Come on, let's get a netbook system
1. Introduction
1.1 The Melody of Youth
For example, I used to like the music talent VAE, whether it is the small bridge eaves under the night in Jiangnan, or the wild store in Guanwai where the smoke and fire are extinguished and the customers can’t sleep, or the purple smoke and fragrance, or the astonishing side of the shadow of the shadow of the shadow of the shadow of the shadow of the shadow of the shadow of the shadow of the shadow of the shadow of the shadow of the shadow.
Those touching melodies would suddenly haunt my mind in the dusk after a nap, or in the morning after a heavy rain, and could not be dispersed for a long time.
I don’t know if it’s because I miss the people I used to listen to songs with or the memories of my youth.

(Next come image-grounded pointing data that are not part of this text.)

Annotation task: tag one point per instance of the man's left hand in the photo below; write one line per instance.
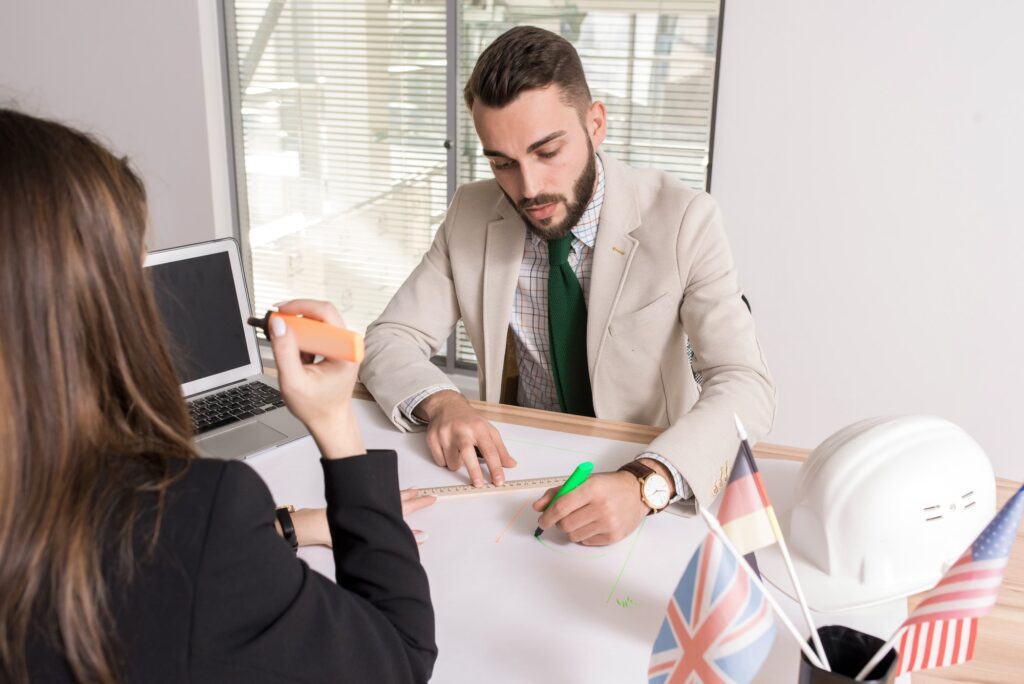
(602, 510)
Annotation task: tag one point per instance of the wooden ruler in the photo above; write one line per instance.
(510, 485)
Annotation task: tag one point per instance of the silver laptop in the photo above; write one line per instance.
(201, 294)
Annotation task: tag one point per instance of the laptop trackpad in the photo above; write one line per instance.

1.2 The Wonderful Use of Netflix
Nostalgic or not, the songs are to be listened to, and the membership is impossible to charge 🐶
So, the witty (pinqiong) me began to look for free resources on all major platforms. I have to say, the Internet is really a great invention, as long as the electricity is connected to the Internet, there is no resource that can not be found.
Especially the net disk system, really a good hand for resource sharing!
I’m sure you’ve all used a netbook, from storing photos to sharing work documents, it has become an integral part of our lives.
But have you ever wondered what kind of system design is behind to support these functions? Today, let’s explore the architecture design of a Netdisk system.
2. Web Disk System
Baidu.com is a popular cloud storage and file sharing platform with over 800 million users and 10w+PB of storage capacity.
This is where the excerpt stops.